Investasi Asing Mengalir Deras, Rp4,15 Triliun Banjiri Indonesia

Kilas Rakyat

4 Mei 2025

3
Min Read

Bank Indonesia (BI) mencatat aliran modal asing (capital inflow) ke pasar keuangan domestik mencapai Rp4,15 triliun selama tiga hari, 28-30 April 2025. Sebagian besar dana asing, tepatnya Rp3,95 triliun, masuk melalui Surat Berharga Bank Indonesia (SRBI).

Kepala Departemen Komunikasi BI, Ramdan Denny Prakoso, menyatakan bahwa inflow ini menandakan kepercayaan investor terhadap stabilitas ekonomi Indonesia. Aliran dana ini dinilai positif bagi perekonomian nasional dan menunjukkan optimisme terhadap prospek pertumbuhan ekonomi ke depan.

Selain SRBI, dana asing juga berinvestasi di Surat Berharga Negara (SBN) sebesar Rp220 miliar. Namun, terjadi capital outflow sebesar Rp10 miliar di pasar saham selama periode yang sama. Ini menunjukkan adanya dinamika investasi yang cukup kompleks di pasar keuangan Indonesia.

Analisis Aliran Modal Asing

Secara rinci, Rp4,15 triliun inflow terdiri dari pembelian neto Rp3,95 triliun di SRBI, Rp220 miliar di SBN, dan penjualan neto Rp10 miliar di pasar saham. Ini menunjukkan preferensi investor terhadap instrumen investasi berpendapatan tetap seperti SRBI dan SBN di tengah ketidakpastian global.

Melihat tren secara kumulatif hingga 30 April 2025, investor asing mencatat penjualan neto sebesar Rp49,56 triliun di pasar saham dan Rp12,05 triliun di SRBI. Namun, beli neto di pasar SBN mencapai Rp23,01 triliun, menunjukkan daya tarik obligasi pemerintah sebagai instrumen investasi yang relatif aman.

Faktor-faktor yang Mempengaruhi Aliran Modal Asing

Minat tinggi terhadap SRBI sejalan dengan upaya BI untuk memperdalam pasar uang domestik dan menstabilkan nilai tukar rupiah. SRBI menawarkan alternatif investasi menarik di tengah ketidakpastian ekonomi global, memberikan imbal hasil yang kompetitif dan likuiditas yang baik.

Yield SBN tenor 10 tahun turun menjadi 6,85% pada 30 April 2025, sejalan dengan tren penurunan yield US Treasury Note 10 tahun menjadi 4,218%. Penurunan ini mengindikasikan penurunan ekspektasi inflasi global dan menarik minat investor asing ke pasar obligasi Indonesia.

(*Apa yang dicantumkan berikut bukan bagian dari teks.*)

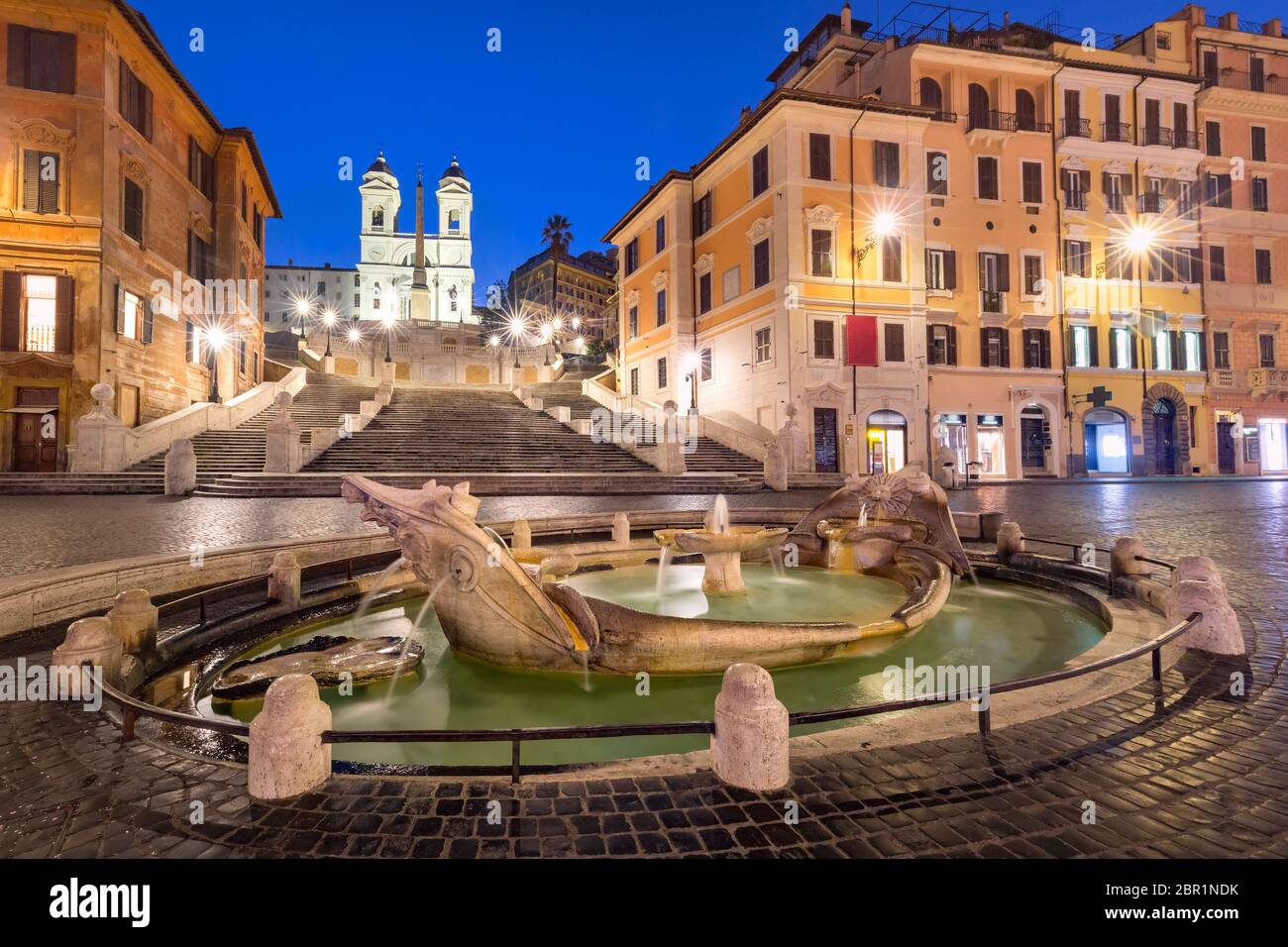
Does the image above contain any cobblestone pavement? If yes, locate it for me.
[0,484,1288,858]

Namun, premi risiko investasi Indonesia (Credit Default Swap/CDS) tenor 5 tahun naik menjadi 97,18 basis poin pada 1 Mei 2025, dari 93,98 basis poin pada 25 April 2025. Kenaikan ini mencerminkan peningkatan kewaspadaan investor terhadap kondisi global, meskipun masih dalam level yang terkontrol.

Implikasi dan Prospek

Aliran modal asing yang positif ke Indonesia, khususnya melalui SRBI dan SBN, menunjukkan kepercayaan investor terhadap fondasi ekonomi makro Indonesia. Namun, perlu diwaspadai potensi peningkatan risiko global yang dapat mempengaruhi aliran modal ke depannya.

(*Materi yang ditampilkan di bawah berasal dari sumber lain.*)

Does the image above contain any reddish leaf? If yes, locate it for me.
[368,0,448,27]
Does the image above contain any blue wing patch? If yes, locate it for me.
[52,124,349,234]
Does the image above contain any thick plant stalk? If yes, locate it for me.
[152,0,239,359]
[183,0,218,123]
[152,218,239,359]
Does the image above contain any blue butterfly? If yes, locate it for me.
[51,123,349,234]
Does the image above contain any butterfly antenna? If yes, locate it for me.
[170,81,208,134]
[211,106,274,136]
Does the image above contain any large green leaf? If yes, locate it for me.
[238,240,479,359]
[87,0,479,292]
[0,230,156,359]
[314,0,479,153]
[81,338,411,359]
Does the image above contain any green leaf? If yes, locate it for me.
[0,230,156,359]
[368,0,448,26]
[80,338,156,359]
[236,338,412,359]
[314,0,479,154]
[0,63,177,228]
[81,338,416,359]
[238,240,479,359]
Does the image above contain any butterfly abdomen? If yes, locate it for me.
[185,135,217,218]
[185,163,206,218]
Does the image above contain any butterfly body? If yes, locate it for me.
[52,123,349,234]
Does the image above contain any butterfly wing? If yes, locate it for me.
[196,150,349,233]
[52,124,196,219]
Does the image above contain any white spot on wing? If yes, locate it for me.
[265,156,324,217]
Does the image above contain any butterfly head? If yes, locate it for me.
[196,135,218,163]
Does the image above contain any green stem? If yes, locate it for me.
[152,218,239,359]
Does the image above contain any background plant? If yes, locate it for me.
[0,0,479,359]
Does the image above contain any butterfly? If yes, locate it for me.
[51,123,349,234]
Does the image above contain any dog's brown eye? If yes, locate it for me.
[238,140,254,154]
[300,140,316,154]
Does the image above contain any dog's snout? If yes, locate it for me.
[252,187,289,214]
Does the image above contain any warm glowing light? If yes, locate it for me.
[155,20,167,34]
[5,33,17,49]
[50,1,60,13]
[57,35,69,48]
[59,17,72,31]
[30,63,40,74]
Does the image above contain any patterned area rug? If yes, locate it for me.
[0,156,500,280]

BI perlu terus memantau perkembangan ekonomi global dan melakukan langkah-langkah kebijakan yang tepat untuk menjaga stabilitas nilai tukar rupiah dan menarik investasi asing secara berkelanjutan. Diversifikasi instrumen investasi dan peningkatan transparansi pasar juga penting untuk menciptakan iklim investasi yang lebih kondusif.

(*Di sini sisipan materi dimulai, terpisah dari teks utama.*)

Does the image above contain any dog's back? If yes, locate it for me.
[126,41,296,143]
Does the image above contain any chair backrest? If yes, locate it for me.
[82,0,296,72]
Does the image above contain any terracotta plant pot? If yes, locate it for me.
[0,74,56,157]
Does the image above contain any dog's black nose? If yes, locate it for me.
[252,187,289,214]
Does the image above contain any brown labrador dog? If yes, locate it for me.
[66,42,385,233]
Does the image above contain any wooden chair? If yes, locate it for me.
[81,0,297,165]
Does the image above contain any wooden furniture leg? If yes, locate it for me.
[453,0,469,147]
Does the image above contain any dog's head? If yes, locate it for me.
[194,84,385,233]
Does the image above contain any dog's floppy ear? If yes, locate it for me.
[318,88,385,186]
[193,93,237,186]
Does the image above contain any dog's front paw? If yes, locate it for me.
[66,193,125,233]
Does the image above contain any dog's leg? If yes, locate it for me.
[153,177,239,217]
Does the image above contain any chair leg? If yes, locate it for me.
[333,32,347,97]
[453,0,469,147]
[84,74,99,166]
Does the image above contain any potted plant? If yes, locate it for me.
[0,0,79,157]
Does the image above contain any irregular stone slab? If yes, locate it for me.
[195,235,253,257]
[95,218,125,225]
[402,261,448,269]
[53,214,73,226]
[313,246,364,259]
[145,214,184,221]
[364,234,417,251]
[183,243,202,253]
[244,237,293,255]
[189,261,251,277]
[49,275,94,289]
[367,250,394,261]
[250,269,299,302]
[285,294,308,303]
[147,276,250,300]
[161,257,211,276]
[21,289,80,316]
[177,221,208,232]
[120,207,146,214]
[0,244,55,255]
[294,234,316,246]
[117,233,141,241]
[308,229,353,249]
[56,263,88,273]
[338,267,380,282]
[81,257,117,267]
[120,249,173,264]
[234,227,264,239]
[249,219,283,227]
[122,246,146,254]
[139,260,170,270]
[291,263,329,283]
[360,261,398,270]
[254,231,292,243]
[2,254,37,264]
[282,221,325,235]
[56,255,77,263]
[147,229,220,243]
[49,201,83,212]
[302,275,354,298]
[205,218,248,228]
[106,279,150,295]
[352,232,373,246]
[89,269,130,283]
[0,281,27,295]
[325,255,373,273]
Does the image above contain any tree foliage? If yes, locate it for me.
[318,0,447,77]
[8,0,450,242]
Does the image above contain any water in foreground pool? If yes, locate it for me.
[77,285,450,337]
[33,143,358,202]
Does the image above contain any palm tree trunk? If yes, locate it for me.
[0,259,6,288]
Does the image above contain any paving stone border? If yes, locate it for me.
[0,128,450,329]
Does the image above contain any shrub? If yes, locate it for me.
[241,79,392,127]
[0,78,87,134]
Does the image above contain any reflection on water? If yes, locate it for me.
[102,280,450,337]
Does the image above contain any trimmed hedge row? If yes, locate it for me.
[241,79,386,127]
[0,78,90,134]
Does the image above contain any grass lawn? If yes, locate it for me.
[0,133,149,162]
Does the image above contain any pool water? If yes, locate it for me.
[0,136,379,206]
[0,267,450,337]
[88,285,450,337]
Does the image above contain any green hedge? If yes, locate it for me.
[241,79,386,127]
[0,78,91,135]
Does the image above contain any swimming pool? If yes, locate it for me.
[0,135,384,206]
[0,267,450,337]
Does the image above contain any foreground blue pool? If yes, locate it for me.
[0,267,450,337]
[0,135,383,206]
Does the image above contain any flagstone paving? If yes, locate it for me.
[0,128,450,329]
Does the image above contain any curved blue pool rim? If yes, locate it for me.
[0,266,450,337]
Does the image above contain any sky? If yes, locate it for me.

Ke depannya, pemerintah dan BI perlu terus meningkatkan kualitas tata kelola ekonomi dan memperkuat fondasi makroekonomi untuk mempertahankan kepercayaan investor asing dan menarik investasi yang lebih berkelanjutan.

Pentingnya menjaga stabilitas politik dan keamanan domestik juga tak dapat diabaikan, karena ini merupakan faktor penting dalam menarik minat investor asing jangka panjang.